In A Little Seen Move, County Commissioners Make Life Better for Thousands of New Mexicans

This week in Bernalillo County this first phase-in of the new minimum wage increase begins. Now 10,000 low wage workers and their families will be making $8.00 an hour instead of $7.50. Next year, it will increase again to $8.50.

Working America held a thank you event for Commissions Art De La Cruz, Debbie O’Malley and Maggie Hart Stebbins who took measures to ensure that the law was enforceable.

Our New Mexico State Director Chelsey Evans spoke:

“This is really just an incredible day for us to celebrate the fact that 10,000 workers an increase in their paychecks, an increase in what they can spend on food, an increase on what they can spend on just their family in general so overall it’s just a really great day. We also want to take the time to than elected officials who stood up for those 10,000 workers and for our entire community.”

These commissioners included stronger enforcement mechanisms in the law such as a criminal penalty and revocation of business licenses for employers who do not comply.

At this event Working America, OLE and ProgressNow New Mexico members delivered flowers with thank you cards to the commissioners and spoke on the importance of this increase. Brenda Rodriguez, our Member Coordinator in Albuquerque, spoke next about the human impact of the increase:

“This is making a huge impact in the lives of our members, who couldn’t be here today because they are at work.

Lorenzo Pino, who lives in Bernalillo County, is grateful to have county commissioners who stand with workers and make sure that enforcement language is added to the law.

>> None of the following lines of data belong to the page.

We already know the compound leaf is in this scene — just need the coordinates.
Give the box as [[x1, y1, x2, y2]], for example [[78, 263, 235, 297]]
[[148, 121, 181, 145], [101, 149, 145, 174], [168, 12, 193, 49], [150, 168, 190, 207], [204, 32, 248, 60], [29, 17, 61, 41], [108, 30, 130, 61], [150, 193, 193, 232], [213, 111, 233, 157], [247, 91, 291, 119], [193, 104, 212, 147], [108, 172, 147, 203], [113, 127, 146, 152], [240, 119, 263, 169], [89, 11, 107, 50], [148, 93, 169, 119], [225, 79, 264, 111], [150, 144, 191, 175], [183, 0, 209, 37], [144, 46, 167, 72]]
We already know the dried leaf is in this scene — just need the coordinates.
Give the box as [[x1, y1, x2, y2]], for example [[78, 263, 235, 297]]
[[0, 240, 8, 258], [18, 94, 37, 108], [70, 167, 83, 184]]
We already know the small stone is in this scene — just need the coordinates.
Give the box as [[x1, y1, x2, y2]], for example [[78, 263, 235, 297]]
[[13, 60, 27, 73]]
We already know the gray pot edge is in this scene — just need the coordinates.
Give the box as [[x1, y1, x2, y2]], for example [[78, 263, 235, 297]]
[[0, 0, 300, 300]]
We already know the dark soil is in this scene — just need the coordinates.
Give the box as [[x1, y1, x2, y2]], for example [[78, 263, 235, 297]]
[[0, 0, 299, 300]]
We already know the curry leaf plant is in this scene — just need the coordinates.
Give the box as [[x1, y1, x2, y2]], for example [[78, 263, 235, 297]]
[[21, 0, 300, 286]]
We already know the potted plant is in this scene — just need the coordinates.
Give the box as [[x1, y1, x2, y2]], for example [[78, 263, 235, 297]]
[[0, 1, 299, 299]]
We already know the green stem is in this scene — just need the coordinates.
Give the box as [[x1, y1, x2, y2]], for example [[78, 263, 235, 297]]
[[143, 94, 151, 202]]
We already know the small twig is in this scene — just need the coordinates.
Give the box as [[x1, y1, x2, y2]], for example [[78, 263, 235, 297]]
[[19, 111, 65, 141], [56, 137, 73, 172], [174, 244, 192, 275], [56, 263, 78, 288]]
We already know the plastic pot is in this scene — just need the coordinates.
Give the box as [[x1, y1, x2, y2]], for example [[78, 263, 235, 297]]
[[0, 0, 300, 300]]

Alma Alvares, who works at McDonalds just outside the city, can now say she will receive a raise just like the rest of Albuquerque. A raise that translates to a little extra cash in her pocket, but more importantly a peace of mind that if her employer decided not to pay her, there is enforcement language that will hold consequences for her employer.

This is not something all of our members can say for Albuquerque, where some folks are getting paid as little as $5 per hour.

We are very honored to have such amazing county commissioners taking a stand for all workers in Bernalillo County and this new minimum wage law is a definitely a step in the right direction for the rest of New Mexico.”

Commissioner Debbie O’Malley spoke on behalf of her colleagues and thanked progressive groups in New Mexico for their hard work.

“This is a very good day for the county and on behalf of commissioners Art de la Cruz and Commissioner Maggie Hart-Stebbins I am here to say thank you all for the work that you put into this initiative, the work from folks like yourself, volunteers and labor who are all here today on behalf of the working people in this region in this county. I wouldn’t have happened.

You know we’re getting the credit but really the credit goes to the community, first the city of course, the initiative and approving that with an overwhelming majority, then of course it came to the county commission.

It was our honor to do this again on behalf of working families, people who work every day preparing our food, sometimes not doing the most pleasant of jobs but this says more than anything that we value families in Bernalillo county. So we very much appreciate this. Thank you very much.”

Though Bernalillo County workers got their raise, Working America is still committed to ensuring that city council members in Albuquerque and Mayor Richard J. Berry carry out the will of their constituents and enforce the minimum wage increase using similar measures to these county commissioners.

The next phase of the minimum wage increase in Bernalillo County will take place on January 1, 2014 and workers will make $8.50 an hour.